Another experience of helping student veterans involved a young man who served in the Iraq War who dealt with the transition from structured military life to the open schedules of academia.

“You have to understand he came from a place that was running 24-hour operations,” said Satterthwaite. “He couldn’t handle such an open schedule because it was so different from what he experienced in Iraq. I explained to him that he needed to come up with a daily objective. I helped him see his day as a series of tasks that needed to be addressed as if it was a military problem.”

The advice did more than guide the struggling student veteran – it helped lead to larger opportunities.

“He became one of the first presidents of the Student Veterans Association,” Satterthwaite said. “Those are some of the things that have been most rewarding to me – helping to provide networks to students and veterans.”

Dr. Shad Satterthwaite

The transitioning schedule is an easy hurdle to see from an outside perspective. But simply not knowing who to ask questions because the safety net of a chain-of-command doesn’t exist can build an uncomfortable feeling of doubt: doubt that can lead to a unique form of imposter syndrome distinctive among some student veterans.

Thanks to Satterthwaite’s guidance and the students involved with PAVE, OU hopes to become even more appealing and accommodating to its veteran student population.

“There is a proud history here, very patriotic,” said Satterthwaite. “I’ve received a lot of support here from OU.”

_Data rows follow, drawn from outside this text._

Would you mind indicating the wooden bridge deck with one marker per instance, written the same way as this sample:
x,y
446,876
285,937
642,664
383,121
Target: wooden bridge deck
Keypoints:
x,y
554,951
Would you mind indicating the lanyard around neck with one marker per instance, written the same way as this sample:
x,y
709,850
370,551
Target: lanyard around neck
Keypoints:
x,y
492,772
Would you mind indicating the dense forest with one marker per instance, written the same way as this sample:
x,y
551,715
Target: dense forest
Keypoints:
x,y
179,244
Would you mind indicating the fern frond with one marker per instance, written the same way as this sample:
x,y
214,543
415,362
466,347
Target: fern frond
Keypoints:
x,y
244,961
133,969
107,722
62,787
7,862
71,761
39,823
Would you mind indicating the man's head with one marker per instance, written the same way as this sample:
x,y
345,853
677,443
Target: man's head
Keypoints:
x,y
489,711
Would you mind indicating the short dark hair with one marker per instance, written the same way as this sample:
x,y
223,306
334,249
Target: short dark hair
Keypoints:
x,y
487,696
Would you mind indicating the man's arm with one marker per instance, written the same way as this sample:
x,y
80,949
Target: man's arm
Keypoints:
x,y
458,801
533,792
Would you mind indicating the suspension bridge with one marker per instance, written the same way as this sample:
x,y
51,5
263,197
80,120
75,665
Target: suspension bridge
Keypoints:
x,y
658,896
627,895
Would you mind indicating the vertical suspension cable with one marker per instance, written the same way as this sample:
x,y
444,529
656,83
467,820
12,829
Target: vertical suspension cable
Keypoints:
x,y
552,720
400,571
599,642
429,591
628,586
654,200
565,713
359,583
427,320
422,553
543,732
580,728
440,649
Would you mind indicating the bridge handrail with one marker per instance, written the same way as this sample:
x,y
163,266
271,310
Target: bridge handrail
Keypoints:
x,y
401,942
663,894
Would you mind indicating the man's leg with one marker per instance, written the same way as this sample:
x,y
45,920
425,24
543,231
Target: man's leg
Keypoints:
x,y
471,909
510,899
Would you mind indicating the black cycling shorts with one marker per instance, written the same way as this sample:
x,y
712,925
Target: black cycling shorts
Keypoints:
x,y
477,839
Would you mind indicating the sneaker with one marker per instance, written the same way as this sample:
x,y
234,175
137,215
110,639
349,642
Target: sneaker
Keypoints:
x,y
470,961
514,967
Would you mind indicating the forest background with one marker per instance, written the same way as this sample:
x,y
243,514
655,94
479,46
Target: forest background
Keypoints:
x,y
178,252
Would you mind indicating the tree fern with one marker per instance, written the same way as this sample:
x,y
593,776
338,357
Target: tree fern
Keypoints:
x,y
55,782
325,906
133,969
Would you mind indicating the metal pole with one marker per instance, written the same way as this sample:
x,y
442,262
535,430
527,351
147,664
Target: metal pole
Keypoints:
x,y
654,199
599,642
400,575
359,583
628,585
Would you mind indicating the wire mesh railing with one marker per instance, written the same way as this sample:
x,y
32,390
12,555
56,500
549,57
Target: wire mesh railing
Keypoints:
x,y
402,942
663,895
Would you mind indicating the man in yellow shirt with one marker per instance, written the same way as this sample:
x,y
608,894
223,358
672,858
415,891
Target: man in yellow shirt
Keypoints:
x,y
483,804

During his 2003 tour serving overseas in Afghanistan, Satterthwaite was allowed to keep his job at OU – a gesture for which he expressed gratitude. As with many servicemen and women, he had family left behind:  his wife and three children.

“It was about this time in the fall,” recalled Satterthwaite. “We had all these leaves in our yard. Unsolicited, Alpha Phi Omega, the co-ed service fraternity, just showed up and raked all the leaves in our yard for my wife while I was gone. I was very grateful for that support."

Students and student veterans have been fortunate to have had the opportunity to tap the wisdom of leaders and supporters like Satterthwaite during their time at OU. With an institution steeped in tradition, the veteran legacy of OU is yet another legacy to be proud of.